Некоторое время все шло по-прежнему, пока он не предстал перед классным наставником, а через несколько дней перед директором.
То да се, потом: — Ты говорил о преступниках, которых надо ставить к стенке?
— Да, — отвечает Ганс Фрерксен.
— Разве так можно говорить? Где ты это слышал?
— Мой отец сказал, он точно знает.
— Ну подумай, мальчик! Не мог твой отец этого сказать!
— Нет, сказал.
— Послушай, Фрерксен. К нам в город приехали четыре тысячи крестьян. Ведь ты уже достаточно большой и понимаешь, что все они не могут быть преступниками. Неужели их всех надо застрелить?
— Да.
— Но ты, конечно, читал и о том, что тяжело ранили также зубного врача, то есть совершенно постороннего человека. Ведь он-то наверняка не преступник?
— Нет, преступник.
— Каким же образом? Подумай. Обыкновенный зубной врач, который шел к своему пациенту?
— Не надо участвовать в сборищах. Сборища следует обходить, говорит отец. Кто идет в сборище, сам подвергает себя опасности.
— Но подойти к сборищу — это не преступление.
— Преступление, — говорит мальчик.
Директор сердится:
— Нет, ни в коем случае. Крестьяне не преступники.
— Преступники, — упорствует Ганс.
— Ты слышишь — я сказал: нет.
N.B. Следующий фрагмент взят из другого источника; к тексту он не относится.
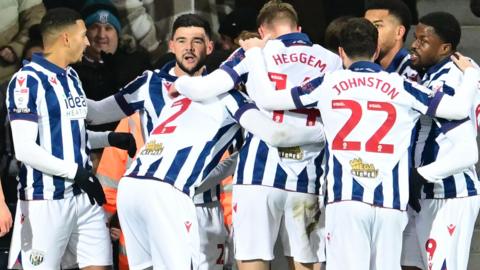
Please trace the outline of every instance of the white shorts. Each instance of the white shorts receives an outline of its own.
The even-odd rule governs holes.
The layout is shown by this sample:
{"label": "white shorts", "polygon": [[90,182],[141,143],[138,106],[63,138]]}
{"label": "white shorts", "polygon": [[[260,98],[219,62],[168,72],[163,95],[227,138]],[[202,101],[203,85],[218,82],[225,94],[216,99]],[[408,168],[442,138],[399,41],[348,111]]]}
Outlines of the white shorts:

Я твой учитель. И знаю лучше тебя.
— А отец говорит, что преступники. — И добавляет с упрямством: — Их всех надо застрелить.
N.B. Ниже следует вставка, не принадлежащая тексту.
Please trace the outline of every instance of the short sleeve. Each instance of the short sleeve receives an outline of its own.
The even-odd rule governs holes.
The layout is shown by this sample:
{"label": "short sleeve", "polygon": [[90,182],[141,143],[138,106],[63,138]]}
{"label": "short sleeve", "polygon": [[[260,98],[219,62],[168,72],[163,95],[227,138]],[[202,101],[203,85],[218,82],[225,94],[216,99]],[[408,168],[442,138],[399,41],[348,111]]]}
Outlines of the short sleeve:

— Нет! — кричит повелитель гимназии и продолжает спокойнее: — Меня огорчает, что ты так говоришь. Я уверен, что потом ты переменишь свое мнение.
— Нет!
— Молчи и слушай. Тебе говорят, что ты должен изменить свое мнение, и…
— Нет, — перебивает Ганс.
— Да замолчишь ты, наконец, черт возьми! Я тебя накажу… Слышишь, запрещаю тебе говорить об этих вещах с твоими товарищами в классе и на дворе. Ни слова больше об этом, понял?
Мальчик упрямо глядит на него.
— Ты понял, спрашиваю?
— А если они сами начинают! Я же не могу, когда они против моего отца говорят.
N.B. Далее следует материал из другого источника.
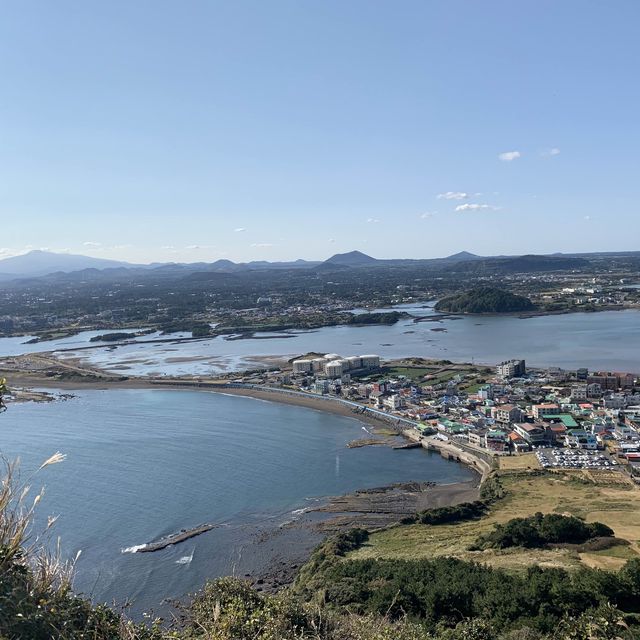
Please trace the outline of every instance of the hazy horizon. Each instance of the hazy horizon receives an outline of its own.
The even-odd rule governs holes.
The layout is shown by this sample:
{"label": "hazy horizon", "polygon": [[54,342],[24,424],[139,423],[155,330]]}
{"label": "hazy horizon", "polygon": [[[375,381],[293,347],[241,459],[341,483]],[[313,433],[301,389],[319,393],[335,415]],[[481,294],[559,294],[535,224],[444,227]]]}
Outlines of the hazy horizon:
{"label": "hazy horizon", "polygon": [[[432,255],[432,256],[405,256],[405,255],[396,255],[396,256],[391,256],[391,257],[384,257],[381,258],[380,256],[376,256],[376,255],[371,255],[371,254],[367,254],[364,251],[360,251],[358,249],[352,249],[352,250],[348,250],[345,252],[340,252],[340,253],[331,253],[331,254],[327,254],[323,257],[320,258],[309,258],[307,256],[304,255],[300,255],[297,258],[292,258],[292,259],[288,259],[288,260],[278,260],[278,259],[274,259],[274,260],[266,260],[264,258],[250,258],[248,260],[233,260],[232,258],[229,257],[225,257],[225,258],[212,258],[212,259],[206,259],[203,258],[201,260],[191,260],[191,261],[185,261],[185,260],[167,260],[167,261],[153,261],[153,262],[133,262],[133,261],[129,261],[129,260],[125,260],[125,259],[113,259],[113,258],[105,258],[103,256],[95,256],[95,255],[90,255],[88,252],[85,253],[72,253],[70,251],[51,251],[48,248],[39,248],[39,249],[29,249],[27,251],[24,251],[22,253],[18,253],[18,254],[14,254],[14,255],[1,255],[0,256],[0,264],[4,261],[7,260],[9,258],[21,258],[24,256],[28,256],[29,254],[37,254],[37,253],[43,253],[45,255],[55,255],[55,256],[69,256],[69,257],[76,257],[76,258],[96,258],[98,260],[105,260],[105,261],[111,261],[111,262],[120,262],[122,264],[127,264],[127,265],[131,265],[131,266],[151,266],[154,264],[157,265],[161,265],[161,264],[194,264],[194,263],[204,263],[204,264],[209,264],[209,263],[214,263],[220,260],[227,260],[229,262],[233,262],[235,264],[248,264],[248,263],[252,263],[252,262],[268,262],[268,263],[294,263],[294,262],[298,262],[298,261],[302,261],[302,262],[310,262],[310,263],[315,263],[315,262],[324,262],[326,260],[329,260],[330,258],[332,258],[335,255],[345,255],[345,254],[350,254],[350,253],[362,253],[368,257],[374,258],[376,260],[438,260],[438,259],[445,259],[445,258],[449,258],[449,257],[453,257],[456,256],[458,254],[469,254],[470,256],[476,256],[478,258],[500,258],[500,257],[505,257],[505,258],[509,258],[509,257],[519,257],[519,256],[526,256],[526,255],[547,255],[547,256],[553,256],[553,255],[579,255],[581,253],[584,253],[585,255],[587,254],[595,254],[595,253],[602,253],[602,254],[614,254],[614,253],[626,253],[626,252],[640,252],[640,249],[629,249],[629,250],[623,250],[623,249],[614,249],[614,250],[607,250],[607,249],[603,249],[601,251],[593,251],[593,252],[562,252],[562,251],[554,251],[552,253],[547,253],[547,254],[537,254],[535,252],[526,252],[523,254],[500,254],[500,255],[480,255],[477,253],[474,253],[473,251],[467,251],[466,249],[461,249],[460,251],[456,251],[455,253],[452,254],[446,254],[446,255]],[[2,275],[2,270],[0,269],[0,275]]]}
{"label": "hazy horizon", "polygon": [[636,250],[639,19],[631,0],[8,5],[0,257]]}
— Отца… Хорошо, я скажу твоему наставнику, чтобы он запретил классу эти разговоры. Но тогда ты тоже будешь вести себя тихо, слышишь?
Ганс не отводит взгляда.
— Ну ладно, можешь идти, Фрерксен. — И только мальчик подошел к двери, директор окликнул его: — А когда твой отец сказал это, о преступниках?
— Ночью, после демонстрации.
— Ночью? Ты что же, не спал?
— Да.
— Ты спишь в одной комнате с родителями?
— Да.
— Он сказал это тебе или твоей матери?
— Маме.
— Хорошо. Ну ладно, ступай.
После этого, однако, стало хуже, чем прежде. Конечно, в присутствии Ганса гимназисты больше не касались запретной темы. Но помимо того что они все равно продолжали злословить за его спиной, теперь с ним перестали разговаривать вообще. Его подвергли опале, изгнали за предательство, за донос. Каков отец, таков и сын, оба негодяи.
Раз десять Ганс порывался поговорить с матерью. Но стоило ему увидеть ее, робкую, встревоженную, с покрасневшими от слез глазами, его решимость пропадала. Он понимал, что ей приходится так же тяжело, как и ему. Дед с бабушкой больше не навещали их, другие родственники тоже перестали ходить к ним домой. В сумку для булочек, которою с вечера вывешивали за дверью, уже дважды набросали уличной грязи, а ночью в саду кто-то обломал вишневые деревца.